Network grep (ngrep) is a great program that allows you to search and filter network packets rather quickly. There is some resemblance to the well-known Linux grep program. Ngrep can analyze live traffic or saved pcaps. The man pages for ngrep are rather straightforward. Ngrep currently recognizes IPv4/ 6, TCP, UDP, ICMPv4/6 and IGMP. The program also understands regular and hex expressions, which is a huge benefit. In the simplest terms, ngrep applies the most common features of grep at the network layer. A few key switches that I will typically use are below but a full list can be found on the man pages.

-q | Will ‘quiet’ the output by printing only packet headers and relevant payloads
-t | Print the timestamp every time there is a match
-i | Ignore case
-I | Read in saved pcap
-w | Expression must match word – regex
-W byline | Linefeeds are printed as linefeeds, making the output pretty and more legible
-s | Set BPF capture length

Below are a few examples of common usages of ngrep.

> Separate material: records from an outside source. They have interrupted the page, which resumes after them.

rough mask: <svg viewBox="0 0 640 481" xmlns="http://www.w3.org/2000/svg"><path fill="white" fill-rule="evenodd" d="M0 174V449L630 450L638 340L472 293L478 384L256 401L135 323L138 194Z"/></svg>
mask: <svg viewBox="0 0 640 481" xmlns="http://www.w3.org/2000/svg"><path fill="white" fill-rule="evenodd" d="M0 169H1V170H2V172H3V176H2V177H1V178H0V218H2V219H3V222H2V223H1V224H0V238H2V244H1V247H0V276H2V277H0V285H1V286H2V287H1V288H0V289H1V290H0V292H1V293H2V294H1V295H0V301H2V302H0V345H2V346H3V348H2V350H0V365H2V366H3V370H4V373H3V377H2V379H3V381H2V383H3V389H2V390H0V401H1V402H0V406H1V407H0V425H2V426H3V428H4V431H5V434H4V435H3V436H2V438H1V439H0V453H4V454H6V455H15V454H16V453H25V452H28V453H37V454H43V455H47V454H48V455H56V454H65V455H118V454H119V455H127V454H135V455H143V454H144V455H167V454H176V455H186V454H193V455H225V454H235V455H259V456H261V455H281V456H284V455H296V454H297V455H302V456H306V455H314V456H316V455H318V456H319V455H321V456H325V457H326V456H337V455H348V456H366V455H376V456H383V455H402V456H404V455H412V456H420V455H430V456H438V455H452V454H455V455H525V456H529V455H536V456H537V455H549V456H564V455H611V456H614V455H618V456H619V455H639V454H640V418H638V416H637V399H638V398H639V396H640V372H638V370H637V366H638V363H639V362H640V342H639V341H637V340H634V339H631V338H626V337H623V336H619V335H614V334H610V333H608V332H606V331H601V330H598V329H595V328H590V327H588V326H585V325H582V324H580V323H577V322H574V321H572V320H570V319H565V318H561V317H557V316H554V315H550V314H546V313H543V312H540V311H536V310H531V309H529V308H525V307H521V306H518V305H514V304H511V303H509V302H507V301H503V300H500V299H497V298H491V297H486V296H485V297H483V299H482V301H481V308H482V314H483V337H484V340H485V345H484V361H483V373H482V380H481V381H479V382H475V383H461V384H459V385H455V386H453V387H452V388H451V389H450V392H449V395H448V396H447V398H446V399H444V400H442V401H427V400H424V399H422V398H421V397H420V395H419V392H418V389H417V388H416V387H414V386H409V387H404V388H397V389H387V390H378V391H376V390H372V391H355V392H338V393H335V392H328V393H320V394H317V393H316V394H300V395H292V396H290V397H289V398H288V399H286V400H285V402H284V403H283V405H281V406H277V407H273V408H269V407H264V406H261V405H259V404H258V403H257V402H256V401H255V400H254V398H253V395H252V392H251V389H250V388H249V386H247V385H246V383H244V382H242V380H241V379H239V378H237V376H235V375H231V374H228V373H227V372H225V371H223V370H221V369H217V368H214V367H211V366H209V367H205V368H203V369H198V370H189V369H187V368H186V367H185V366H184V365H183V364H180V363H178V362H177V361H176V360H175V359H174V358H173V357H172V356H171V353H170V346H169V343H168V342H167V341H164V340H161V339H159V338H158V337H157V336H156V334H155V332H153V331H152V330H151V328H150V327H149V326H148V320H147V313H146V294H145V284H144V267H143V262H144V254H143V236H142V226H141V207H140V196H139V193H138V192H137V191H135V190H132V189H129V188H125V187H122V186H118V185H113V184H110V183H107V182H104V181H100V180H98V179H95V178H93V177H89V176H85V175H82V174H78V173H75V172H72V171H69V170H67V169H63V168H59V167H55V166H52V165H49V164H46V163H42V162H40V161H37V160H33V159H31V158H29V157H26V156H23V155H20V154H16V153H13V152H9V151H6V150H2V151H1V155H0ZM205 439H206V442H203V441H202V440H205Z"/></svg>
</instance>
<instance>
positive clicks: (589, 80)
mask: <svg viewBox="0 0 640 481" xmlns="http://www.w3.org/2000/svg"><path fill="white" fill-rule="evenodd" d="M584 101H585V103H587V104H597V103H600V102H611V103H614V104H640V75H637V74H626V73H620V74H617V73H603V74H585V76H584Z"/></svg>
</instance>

This command will query all interfaces and protocols for a string match of ‘HTTP’.

ngrep -q 'HTTP'

If you have a network capture file in .pcap format, use -I $FILE to filter the capture instead of a network interface. This can be handy, for example, if you have a record of a networking event and you need to do a quick analysis.

ngrep -I some_capture.pcap

Reverse of the above command, using only the -O flag will filter against a network interface and copy the matched packets into a capture file in .pcap format.

ngrep -O network_capture.pcap -q 'HTTP'

Search for .exe

ngrep -I attack-trace .pcap -W byline ".exe" –i

Monitor for current email transactions and print the addresses.

ngrep -i ‘rcpt to|mail from’ tcp port smtp

This will grab the password and username of all ftp sessions.

ngrep -i -q ‘pass|user’ port 21

Capture network traffic incoming to eth0 interface and show parameters following HTTP GET or POST methods

ngrep -n -d eth0 “GET |POST ” tcp and port 80

Monitor all traffic on your network using port 80 with a source IP of 12.34.56.78

ngrep port 80 and src host 12.34.56.78

Monitor all traffic on your network using port 80 with a source IP of 12.34.56.78 and destination of 98.76.54.32

ngrep port 80 and src host 12.34.56.78 and dst host 98.76.54.32

Search the word “login” tranversing port 23 using regex

ngrep -wi "login" port 23

The match expression can be combined with a pcap filter. For example, suppose we wanted to look for DNS traffic mentioning cyberfibers.com

ngrep -q -W byline cyberfibers.com udp port 53

Berkley packet filter (bpf) adds to the flexibility of ngrep. Bpf specifies a rich syntax for filtering network packets based on information such as IP address, IP protocol, and port number.

IP address

ngrep -q 'HTTP' 'host 192.168' matches all headers containing the string 'HTTP' sent to or from the ip address starting with “192.168”
ngrep -q 'HTTP' 'dst host 192.168' will do as above, but instead match a destination host
ngrep -q 'HTTP' 'src host 192.168' will do as above, but instead match a source host

IP protocol

ngrep -q 'HTTP' 'tcp'
ngrep -q 'HTTP' 'udp'
ngrep -q 'HTTP' 'icmp'

Port number

ngrep -q 'HTTP' 'port 80'

For even more granularity, you can combine primitives using boolean connectives and, or and not to really specify what your looking for.